A Prototype-Pathogen Approach for the Development of Flavivirus Countermeasures

Abstract

Flaviviruses are a genus within the Flaviviridae family of positive-strand RNA viruses and are transmitted principally through mosquito and tick vectors. These viruses are responsible for hundreds of millions of human infections worldwide per year that result in a range of illnesses from self-limiting febrile syndromes to severe neurotropic and viscerotropic diseases and, in some cases, death. A vaccine against the prototype flavivirus, yellow fever virus, has been deployed for 85 years and is highly effective. While vaccines against some medically important flaviviruses are available, others have proven challenging to develop. The emergence and spread of flaviviruses, including dengue virus and Zika virus, demonstrate their pandemic potential. This review highlights the gaps in knowledge that need to be addressed to allow for the rapid development of vaccines against emerging flaviviruses in the future.

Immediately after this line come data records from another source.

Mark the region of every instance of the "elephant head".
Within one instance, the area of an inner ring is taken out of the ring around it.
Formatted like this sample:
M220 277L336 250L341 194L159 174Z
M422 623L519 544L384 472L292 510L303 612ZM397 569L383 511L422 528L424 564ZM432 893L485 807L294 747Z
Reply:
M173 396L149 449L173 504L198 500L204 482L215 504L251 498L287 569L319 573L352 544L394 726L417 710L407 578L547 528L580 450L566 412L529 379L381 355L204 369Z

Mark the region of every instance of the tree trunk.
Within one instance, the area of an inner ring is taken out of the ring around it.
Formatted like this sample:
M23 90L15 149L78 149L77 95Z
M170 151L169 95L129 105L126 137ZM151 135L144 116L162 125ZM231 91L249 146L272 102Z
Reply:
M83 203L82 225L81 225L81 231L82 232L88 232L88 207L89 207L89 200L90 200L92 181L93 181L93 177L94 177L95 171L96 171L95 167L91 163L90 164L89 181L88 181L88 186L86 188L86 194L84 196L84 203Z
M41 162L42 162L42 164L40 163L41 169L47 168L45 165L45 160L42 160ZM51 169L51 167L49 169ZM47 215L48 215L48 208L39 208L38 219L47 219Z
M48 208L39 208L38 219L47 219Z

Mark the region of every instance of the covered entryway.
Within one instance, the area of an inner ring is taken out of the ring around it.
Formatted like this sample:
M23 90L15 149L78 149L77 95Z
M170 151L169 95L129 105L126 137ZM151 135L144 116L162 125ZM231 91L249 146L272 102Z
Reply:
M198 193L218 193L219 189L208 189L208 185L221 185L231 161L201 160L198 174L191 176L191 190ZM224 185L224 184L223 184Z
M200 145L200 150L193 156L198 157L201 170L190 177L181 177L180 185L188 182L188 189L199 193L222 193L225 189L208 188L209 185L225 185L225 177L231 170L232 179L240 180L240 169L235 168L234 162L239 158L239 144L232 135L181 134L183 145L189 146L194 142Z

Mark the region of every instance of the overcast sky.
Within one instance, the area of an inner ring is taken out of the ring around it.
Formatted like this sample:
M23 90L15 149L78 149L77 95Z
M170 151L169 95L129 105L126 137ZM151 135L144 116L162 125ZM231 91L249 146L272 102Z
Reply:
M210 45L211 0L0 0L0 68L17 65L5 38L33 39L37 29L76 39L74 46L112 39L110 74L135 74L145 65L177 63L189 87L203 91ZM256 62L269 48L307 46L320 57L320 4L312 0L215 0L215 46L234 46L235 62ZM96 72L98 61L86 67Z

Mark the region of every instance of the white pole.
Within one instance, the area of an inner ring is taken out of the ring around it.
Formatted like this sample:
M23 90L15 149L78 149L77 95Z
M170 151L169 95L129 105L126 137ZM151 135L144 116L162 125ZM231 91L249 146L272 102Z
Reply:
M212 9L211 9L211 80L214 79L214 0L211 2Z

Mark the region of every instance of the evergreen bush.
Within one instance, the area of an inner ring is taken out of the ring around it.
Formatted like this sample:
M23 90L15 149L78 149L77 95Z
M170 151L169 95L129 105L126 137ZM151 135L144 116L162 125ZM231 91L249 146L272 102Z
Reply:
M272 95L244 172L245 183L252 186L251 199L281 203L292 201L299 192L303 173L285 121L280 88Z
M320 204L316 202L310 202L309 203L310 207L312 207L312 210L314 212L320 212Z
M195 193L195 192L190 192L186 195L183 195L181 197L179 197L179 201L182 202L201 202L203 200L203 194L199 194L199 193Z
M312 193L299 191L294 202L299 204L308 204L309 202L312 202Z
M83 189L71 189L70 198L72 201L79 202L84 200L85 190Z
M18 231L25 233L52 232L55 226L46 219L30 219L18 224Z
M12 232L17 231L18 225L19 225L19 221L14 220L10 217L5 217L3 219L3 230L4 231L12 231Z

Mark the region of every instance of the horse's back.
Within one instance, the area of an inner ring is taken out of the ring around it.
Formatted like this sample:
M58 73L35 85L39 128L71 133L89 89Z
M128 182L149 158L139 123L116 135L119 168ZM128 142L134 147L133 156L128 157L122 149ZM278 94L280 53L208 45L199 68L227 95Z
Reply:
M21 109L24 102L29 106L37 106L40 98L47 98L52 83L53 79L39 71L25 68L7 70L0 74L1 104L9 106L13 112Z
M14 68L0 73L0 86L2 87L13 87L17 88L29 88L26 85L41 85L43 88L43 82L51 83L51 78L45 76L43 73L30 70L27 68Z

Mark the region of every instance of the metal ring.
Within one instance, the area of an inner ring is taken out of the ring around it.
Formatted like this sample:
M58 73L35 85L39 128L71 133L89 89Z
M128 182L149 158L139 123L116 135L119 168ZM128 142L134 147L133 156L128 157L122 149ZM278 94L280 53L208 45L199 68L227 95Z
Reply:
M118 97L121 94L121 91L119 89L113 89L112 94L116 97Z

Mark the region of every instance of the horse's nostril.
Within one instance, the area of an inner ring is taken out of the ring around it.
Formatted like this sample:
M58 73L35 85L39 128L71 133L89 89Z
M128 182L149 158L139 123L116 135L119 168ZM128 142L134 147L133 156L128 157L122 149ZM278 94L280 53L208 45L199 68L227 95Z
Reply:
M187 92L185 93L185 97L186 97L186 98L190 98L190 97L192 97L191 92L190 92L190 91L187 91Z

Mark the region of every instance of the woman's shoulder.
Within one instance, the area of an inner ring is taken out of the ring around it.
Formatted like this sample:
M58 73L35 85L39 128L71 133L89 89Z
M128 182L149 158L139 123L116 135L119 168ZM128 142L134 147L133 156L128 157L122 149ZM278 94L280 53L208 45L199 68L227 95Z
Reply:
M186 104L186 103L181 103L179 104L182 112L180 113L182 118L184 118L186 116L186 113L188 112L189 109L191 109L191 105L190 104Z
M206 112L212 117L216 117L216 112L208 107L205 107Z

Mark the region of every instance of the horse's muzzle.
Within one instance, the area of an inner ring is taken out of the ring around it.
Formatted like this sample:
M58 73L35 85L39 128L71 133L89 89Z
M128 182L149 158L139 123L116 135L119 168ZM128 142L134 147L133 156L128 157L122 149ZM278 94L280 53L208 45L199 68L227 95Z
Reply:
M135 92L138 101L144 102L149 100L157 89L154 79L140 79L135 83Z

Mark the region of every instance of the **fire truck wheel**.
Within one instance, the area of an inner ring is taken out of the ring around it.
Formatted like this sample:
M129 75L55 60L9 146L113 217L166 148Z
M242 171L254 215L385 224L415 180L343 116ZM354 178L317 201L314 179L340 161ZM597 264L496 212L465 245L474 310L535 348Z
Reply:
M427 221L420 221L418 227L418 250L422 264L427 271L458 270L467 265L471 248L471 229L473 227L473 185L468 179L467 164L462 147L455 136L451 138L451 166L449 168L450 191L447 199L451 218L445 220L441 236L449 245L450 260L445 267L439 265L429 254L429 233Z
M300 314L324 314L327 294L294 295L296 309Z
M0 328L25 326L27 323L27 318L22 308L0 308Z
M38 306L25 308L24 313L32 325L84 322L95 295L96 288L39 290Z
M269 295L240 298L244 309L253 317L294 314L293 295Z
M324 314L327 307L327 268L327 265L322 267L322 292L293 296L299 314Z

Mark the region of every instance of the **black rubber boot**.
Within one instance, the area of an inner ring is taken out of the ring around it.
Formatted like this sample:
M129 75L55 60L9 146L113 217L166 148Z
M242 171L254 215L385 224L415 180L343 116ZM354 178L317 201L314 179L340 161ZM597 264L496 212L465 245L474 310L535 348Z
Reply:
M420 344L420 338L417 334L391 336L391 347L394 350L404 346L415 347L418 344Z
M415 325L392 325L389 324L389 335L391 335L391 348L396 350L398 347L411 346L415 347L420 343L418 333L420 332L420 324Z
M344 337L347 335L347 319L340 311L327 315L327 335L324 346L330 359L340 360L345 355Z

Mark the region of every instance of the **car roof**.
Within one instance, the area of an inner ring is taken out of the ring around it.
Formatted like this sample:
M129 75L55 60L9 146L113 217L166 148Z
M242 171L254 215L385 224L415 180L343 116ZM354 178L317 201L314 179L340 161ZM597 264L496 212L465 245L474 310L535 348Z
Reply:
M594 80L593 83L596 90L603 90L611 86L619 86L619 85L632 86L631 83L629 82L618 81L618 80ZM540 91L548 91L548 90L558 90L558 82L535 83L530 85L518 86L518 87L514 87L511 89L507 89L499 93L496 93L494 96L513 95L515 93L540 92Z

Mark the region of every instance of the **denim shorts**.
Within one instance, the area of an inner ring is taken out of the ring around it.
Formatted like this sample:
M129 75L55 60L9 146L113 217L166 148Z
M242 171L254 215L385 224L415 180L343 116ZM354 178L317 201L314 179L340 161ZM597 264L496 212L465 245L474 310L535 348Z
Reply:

Keywords: antibody neutralization; antibody-dependent enhancement; arbovirus; dynamics; flavivirus; interferon; vaccine; virus-host interaction.

Figure 1.

Transmission cycle of 3 prototype flavivirus pathogens. Dengue virus (DENV) and West Nile virus (WNV) are transmitted via mosquito vectors. For WNV, birds serve as a reservoir for virus and can transmit virus during a mosquito blood meal. Mosquitoes replicate virus and transmit to other vertebrate species, with humans (and horses, not shown) serving as an incidental dead-end host. In contrast, DENV in its urban cycle can be transmitted from a human, because of its high viremia, to a mosquito, and following an intrinsic incubation period in the female mosquito can be transmitted to a naive human host. Rodents serve as a primary reservoir for tick-borne encephalitis virus (TBEV) and, as its name implies, it is transmitted via ticks. Humans are incidental hosts for this virus.

Figure 2.

Flavivirus genome organization, polyprotein translation, and virus particle morphologies. A, The polyprotein genome organization and topology with proteolytic cleavages shown by black arrows (signal peptidase), red arrowhead (furin), and green arrowheads (viral 2B/3C protease). B, A side view of the prM-E trimer colored by domains: E domain I, red; domain II, yellow; domain III, blue; transmembrane domain, cyan; and prM, pink. On the right is a surface-shaded view of the immature virion. C, The E dimer found in the mature virion colored as in (B). The surface shaded view of the mature virion is shown to the right. D, Surface shaded view of subviral particles. E, Surface shaded images of flavivirus particles that have been observed or inferred from cryoelectron microscopy studies. Abbreviations: C, cytoplasmic capsid protein; E, envelope protein; NS, nonstructural protein; prM, precursor membrane protein.

Figure 3.

Antibodies produced following native flavivirus infection or vaccination. Epitopes elicited by flaviviruses differ based on the immunogen presented. In native infections, mature, immature, and mixed virions (partially mature) present complex epitopes that are conformationally dependent on the arrangement of not only E protein dimers, but E protein rafts and the presence of prM, resulting in a diversity of antibody specificities. A gap in knowledge is which types of antibodies provide the best protection and which vaccine strategy can elicit optimal responses. Abbreviations: E, envelope protein; LAV, live-attenuated vaccine; prM, precursor membrane protein.